Our last stop on land before we would jump on the Princess Rail down to Whittier to catch our ship, was Mt. McKinley Princess Wilderness Lodge. This lodge located in Denali State Park just 40 miles from North America’s tallest peak, is like a rustic campus of cabins with walking trails, broad viewing decks, outdoor fire pits, and amazing hiking. Since my Dad is not able to really hike, I thought signing us up for an off-roading adventure through back country trails would be the best way to experience some of the amazing meadows and forest landscape that my Dad would otherwise miss. So I signed us up for an Argo excursion with Denali Tundra Tours not knowing that this “trail ride” was going to be the land adventure of a lifetime!
I had never heard of an Argo before, but when we got there I discovered its an all-terrain vehicle with 6 oversized wheels and it can even float and tread over a lake! My Dad and I put helmets on, buckled up, and took off with our guides for 3 hours of the most intense off-roading trails through muddy rivers and rocky trails and forests. It was the ride of our lives and we even got stuck a few times and extremely wet and muddy, but I don’t think I have laughed that hard in a long time! My Dad was terrified half the time, but I reminded him if you are going to go on an Alaskan Bucket List trip, you gotta go big or go home!

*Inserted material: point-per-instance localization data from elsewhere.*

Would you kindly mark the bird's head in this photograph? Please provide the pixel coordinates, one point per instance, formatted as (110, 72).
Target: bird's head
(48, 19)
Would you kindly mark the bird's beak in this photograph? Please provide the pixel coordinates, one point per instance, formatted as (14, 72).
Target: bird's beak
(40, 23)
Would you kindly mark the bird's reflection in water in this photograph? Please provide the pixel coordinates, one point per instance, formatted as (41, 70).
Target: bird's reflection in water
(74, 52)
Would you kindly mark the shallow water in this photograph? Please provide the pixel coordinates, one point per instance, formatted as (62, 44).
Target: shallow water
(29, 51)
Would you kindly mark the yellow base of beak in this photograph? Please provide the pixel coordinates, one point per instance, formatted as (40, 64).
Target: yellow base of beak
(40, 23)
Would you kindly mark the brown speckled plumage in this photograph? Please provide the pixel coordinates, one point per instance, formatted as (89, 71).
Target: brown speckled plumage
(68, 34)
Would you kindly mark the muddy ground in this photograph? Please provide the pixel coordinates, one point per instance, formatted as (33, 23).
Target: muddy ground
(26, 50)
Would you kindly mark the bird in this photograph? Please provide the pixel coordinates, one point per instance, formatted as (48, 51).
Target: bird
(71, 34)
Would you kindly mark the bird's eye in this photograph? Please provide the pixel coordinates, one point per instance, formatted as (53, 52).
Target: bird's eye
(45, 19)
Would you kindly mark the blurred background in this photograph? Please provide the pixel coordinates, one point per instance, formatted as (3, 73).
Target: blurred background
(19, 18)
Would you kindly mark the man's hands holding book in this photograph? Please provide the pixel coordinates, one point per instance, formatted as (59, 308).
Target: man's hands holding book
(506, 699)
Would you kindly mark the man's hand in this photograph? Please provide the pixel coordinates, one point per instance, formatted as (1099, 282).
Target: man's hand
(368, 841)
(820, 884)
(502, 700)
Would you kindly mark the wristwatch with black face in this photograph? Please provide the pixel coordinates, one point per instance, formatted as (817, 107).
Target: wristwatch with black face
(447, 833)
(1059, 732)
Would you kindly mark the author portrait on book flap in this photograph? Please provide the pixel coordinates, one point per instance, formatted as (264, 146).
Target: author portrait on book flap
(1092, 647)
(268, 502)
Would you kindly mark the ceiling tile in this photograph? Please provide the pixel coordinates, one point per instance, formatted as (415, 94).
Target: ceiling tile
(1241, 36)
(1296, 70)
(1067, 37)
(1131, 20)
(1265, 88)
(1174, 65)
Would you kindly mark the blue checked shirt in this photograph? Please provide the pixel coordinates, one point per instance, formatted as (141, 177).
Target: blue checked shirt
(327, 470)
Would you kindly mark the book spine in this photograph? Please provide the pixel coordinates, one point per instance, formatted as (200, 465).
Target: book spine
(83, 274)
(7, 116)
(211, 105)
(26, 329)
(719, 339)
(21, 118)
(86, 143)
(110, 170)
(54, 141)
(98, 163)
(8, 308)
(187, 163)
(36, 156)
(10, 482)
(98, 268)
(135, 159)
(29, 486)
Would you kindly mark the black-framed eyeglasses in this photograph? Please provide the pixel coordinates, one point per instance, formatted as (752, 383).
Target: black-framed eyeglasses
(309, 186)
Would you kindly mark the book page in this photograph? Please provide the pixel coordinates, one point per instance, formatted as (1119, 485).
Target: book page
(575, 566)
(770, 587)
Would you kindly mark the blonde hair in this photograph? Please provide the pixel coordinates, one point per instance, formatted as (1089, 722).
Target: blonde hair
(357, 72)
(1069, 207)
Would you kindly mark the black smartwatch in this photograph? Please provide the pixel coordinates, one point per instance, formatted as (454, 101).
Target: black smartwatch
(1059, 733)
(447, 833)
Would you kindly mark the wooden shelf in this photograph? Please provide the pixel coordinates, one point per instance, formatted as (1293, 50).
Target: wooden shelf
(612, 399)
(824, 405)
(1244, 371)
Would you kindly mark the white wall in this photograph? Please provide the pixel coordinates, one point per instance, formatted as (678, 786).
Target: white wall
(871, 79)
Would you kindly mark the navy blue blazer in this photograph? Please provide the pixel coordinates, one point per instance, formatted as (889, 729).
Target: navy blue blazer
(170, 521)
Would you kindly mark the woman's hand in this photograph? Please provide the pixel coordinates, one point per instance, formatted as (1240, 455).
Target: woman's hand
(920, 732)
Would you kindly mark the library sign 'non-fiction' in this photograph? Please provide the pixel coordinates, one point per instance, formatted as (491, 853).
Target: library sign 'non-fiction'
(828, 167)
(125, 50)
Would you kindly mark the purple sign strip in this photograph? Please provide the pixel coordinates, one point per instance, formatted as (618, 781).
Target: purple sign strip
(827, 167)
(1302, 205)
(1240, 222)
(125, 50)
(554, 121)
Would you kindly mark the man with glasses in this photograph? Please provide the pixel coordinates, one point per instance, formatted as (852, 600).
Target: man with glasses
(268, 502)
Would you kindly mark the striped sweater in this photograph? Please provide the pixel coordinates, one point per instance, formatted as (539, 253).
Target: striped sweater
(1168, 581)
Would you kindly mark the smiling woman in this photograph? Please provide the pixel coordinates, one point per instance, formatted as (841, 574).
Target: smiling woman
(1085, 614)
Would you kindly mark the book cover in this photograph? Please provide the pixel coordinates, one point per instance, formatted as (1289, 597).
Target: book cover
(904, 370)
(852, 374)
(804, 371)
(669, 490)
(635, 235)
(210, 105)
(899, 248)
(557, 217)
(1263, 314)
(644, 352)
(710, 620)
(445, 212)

We ended our land adventure in style by taking the exclusive Princess Rail service from the town of Talkeetna to Whittier where we would be boarding our cruise ship or as I like floating hotel for the next 7 days. Talkeetna is such a tiny quaint town with one stretch of Main St with shops, restaurants, and breweries. After having a couple of beers at the Denali Brewing Company, we literally pulled our coach up to the train tracks, got off with our bags and boarded the Yellow Alaskan Rail like you would back in the old days. No station, just a train and for the next 4 hours we would be inside of a glass enclosed car, eating and drinking in comfort as some of the most isolated, pristine scenery streaked past our windows as we glided along mountain ranges and through tunnels only to arrive at the port where our ship, The Princess Star , awaited us.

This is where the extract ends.